Communication

Communication Verbs for Your Resume

Every role requires communication, but "communicated" tells a recruiter nothing. These verbs show how you influenced decisions, aligned stakeholders, and moved ideas forward.

Communication Verbs at a Glance
Communicated Presented Collaborated Negotiated Facilitated Documented Advocated Influenced Partnered

Browse Communication Synonym Guides

Each guide below includes stronger alternatives and ready-to-use example bullet points. Click any verb to explore its full synonym list.

Pro Tip: Show the audience and the outcome

Communication verbs gain power when you specify who you communicated with and what changed as a result. "Presented quarterly results to the board" is good. "Presented quarterly results to the board, securing approval for a $500K expansion budget" is great.

When to Use Each Communication Verb

1 Presented vs. Communicated

"Communicated" is one of the weakest verbs you can put on a resume because it describes something everyone does. "Presented" is specific and implies formal delivery to an audience, which demonstrates confidence and preparation.

Example

Presented product roadmap updates to C-suite stakeholders quarterly, driving alignment on $3.2M in feature investments.

2 Negotiated vs. Influenced

"Negotiated" implies a formal discussion with give-and-take, often around contracts, pricing, or terms. "Influenced" is softer and works when you shaped decisions through persuasion rather than formal authority.

Example

Negotiated vendor contracts across 3 suppliers, reducing annual procurement costs by $420K while maintaining SLA commitments.
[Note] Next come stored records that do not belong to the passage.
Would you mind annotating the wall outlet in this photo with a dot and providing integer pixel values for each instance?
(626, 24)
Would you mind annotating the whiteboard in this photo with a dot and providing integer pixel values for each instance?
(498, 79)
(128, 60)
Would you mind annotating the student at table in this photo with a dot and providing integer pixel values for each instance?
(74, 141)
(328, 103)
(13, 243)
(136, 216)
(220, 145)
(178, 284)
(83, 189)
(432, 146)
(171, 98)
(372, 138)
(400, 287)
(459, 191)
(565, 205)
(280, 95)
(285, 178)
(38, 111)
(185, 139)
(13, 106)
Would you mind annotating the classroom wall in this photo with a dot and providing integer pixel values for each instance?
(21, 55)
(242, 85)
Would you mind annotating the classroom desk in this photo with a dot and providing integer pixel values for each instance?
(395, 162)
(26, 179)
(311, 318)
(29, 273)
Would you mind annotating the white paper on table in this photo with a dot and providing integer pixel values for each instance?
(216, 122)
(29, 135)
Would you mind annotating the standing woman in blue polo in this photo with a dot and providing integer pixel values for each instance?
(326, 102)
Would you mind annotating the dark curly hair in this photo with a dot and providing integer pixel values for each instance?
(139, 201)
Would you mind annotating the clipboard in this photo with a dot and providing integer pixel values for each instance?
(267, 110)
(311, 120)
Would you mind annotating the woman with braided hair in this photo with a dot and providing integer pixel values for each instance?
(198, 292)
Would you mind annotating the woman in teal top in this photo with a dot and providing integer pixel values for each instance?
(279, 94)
3 Collaborated vs. Partnered

"Collaborated" suggests working together as equals. "Partnered" implies a deeper, more strategic relationship, often cross-functional or external. Use "partnered" when the relationship itself was a key part of the achievement.

Example

Partnered with the data science team to build a churn prediction model, reducing customer attrition by 15% in the first quarter after launch.

4 Facilitated vs. Advocated

"Facilitated" means you guided a process, meeting, or discussion to a productive conclusion. "Advocated" means you championed a position, idea, or group. Choose "facilitated" when you were the neutral driver; choose "advocated" when you took a stand.

Example

Facilitated weekly cross-departmental standups between engineering and customer success, reducing escalation response time from 48 hours to 6 hours.